Es war die beste Leistung in der bisherigen Champions League Runde und ein bravouröser Auftritt des Buxtehuder SV. Beim österreichischen Serienmeister Hypo NÖ unterlag der Deutsche Vizemeister zwar mit 24:27 (11:14), hat sich aber viel Respekt verschafft und gezeigt, dass man an guten Tagen durchaus konkurrenzfähig ist und zurecht in der Champions League spielt. „Unsere Mannschaft hat sich heute teuer verkauft und den BSV wie auch den deutschen Frauenhandball würdig vertreten“, resümierte BSV-Manager Peter Prior mit einem lachenden und einem weinenden Auge.

In der 54. Spielminute war die Sensation sogar zum Greifen nah. Nach einer furiosen Aufholjagd – Buxtehude gelang zwischen der 49. und 53. Spielminute ein 5:1-Lauf – glich der BSV erstmals seit dem 2:2 wieder aus und legte sogar noch einen drauf. Eine Minute später gelang Jessica Oldenburg sogar die 24:23-Führung, Mannschaft und Fans durften an ein kleines Wunder glauben.
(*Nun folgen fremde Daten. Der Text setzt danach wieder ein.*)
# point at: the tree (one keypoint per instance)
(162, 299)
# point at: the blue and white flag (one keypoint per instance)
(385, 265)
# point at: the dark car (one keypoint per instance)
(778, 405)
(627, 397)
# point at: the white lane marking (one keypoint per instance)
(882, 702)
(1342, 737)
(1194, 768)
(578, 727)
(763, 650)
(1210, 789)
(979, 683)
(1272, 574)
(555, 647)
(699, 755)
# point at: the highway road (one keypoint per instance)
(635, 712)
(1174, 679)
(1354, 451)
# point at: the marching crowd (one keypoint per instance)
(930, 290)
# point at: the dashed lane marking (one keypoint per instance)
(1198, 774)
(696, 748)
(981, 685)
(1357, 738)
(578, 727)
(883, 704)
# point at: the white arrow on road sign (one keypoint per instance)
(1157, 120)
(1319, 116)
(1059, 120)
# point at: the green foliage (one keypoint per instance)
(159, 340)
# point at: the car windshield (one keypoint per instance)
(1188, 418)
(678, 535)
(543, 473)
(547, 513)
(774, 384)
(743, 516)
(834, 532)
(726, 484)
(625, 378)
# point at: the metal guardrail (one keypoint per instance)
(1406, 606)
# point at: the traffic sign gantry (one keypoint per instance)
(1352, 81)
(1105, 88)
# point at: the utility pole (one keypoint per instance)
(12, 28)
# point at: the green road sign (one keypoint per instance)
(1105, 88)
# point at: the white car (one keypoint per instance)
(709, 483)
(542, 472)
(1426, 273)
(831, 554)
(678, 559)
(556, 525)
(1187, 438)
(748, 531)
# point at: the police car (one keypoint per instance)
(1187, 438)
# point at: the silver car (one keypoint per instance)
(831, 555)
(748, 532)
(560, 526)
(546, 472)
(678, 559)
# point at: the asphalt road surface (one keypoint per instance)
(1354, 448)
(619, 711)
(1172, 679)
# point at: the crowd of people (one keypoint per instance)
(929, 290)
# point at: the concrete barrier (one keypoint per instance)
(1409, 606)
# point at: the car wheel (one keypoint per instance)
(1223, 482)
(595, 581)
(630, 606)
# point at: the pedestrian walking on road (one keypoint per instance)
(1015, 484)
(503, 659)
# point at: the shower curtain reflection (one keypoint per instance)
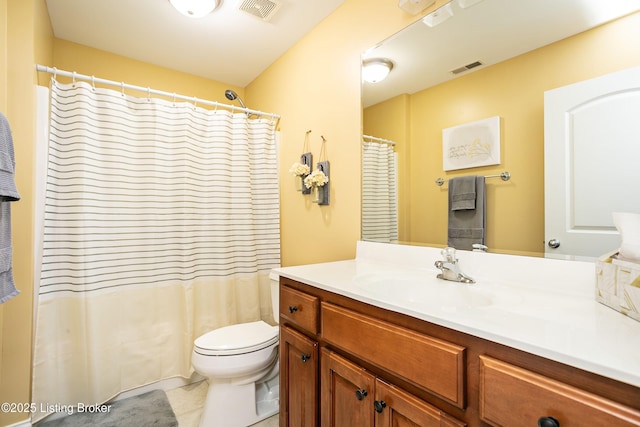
(379, 191)
(161, 222)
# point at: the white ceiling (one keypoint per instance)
(229, 45)
(490, 31)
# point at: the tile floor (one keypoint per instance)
(187, 403)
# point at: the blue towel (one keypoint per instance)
(8, 193)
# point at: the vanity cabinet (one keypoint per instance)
(370, 367)
(503, 386)
(352, 396)
(299, 361)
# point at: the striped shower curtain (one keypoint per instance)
(161, 222)
(379, 193)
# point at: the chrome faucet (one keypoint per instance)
(450, 267)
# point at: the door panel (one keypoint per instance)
(347, 392)
(592, 146)
(299, 378)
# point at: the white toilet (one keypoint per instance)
(241, 365)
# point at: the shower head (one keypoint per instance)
(232, 96)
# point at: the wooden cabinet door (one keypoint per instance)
(298, 379)
(513, 396)
(395, 407)
(347, 392)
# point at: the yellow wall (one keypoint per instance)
(514, 91)
(93, 62)
(315, 86)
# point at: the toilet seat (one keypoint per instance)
(237, 339)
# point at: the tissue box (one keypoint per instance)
(618, 284)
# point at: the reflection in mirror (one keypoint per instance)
(379, 190)
(523, 49)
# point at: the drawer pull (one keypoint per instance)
(379, 406)
(361, 394)
(548, 422)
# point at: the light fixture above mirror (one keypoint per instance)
(194, 8)
(375, 70)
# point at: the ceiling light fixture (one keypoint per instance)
(194, 8)
(438, 16)
(375, 70)
(467, 3)
(414, 7)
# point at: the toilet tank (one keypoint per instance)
(274, 281)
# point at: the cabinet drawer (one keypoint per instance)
(512, 396)
(432, 364)
(299, 308)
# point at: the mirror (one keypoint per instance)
(488, 58)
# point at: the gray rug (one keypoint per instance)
(148, 409)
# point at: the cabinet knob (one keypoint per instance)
(379, 406)
(548, 422)
(360, 394)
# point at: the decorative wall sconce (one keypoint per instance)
(314, 182)
(302, 169)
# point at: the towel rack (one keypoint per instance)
(505, 176)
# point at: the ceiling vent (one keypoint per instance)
(261, 9)
(466, 67)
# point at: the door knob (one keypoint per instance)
(554, 243)
(548, 422)
(360, 394)
(379, 406)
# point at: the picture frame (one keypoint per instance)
(471, 145)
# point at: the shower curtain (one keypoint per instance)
(161, 222)
(379, 193)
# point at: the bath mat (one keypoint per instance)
(148, 409)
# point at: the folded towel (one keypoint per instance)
(8, 193)
(462, 193)
(467, 226)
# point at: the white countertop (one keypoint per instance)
(542, 306)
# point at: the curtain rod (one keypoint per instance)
(149, 91)
(375, 139)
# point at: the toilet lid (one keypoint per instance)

Am Ende gingen der jungen BSV-Truppe jedoch ein wenig die Kraft aus und die routinierten Hypo-Stars fuhren den Sieg ein.

BSV-Statistik:

BSV: Deen 3, Klein 2, Lütz 6, Fischer 3/1, Stapelfeldt 2, Langkeit 3, Oldenburg 4, Hayn 1.
Beste Spielerin war BSV-Torfrau Antje Lenz.

Ein ausführlicher Bericht folgt.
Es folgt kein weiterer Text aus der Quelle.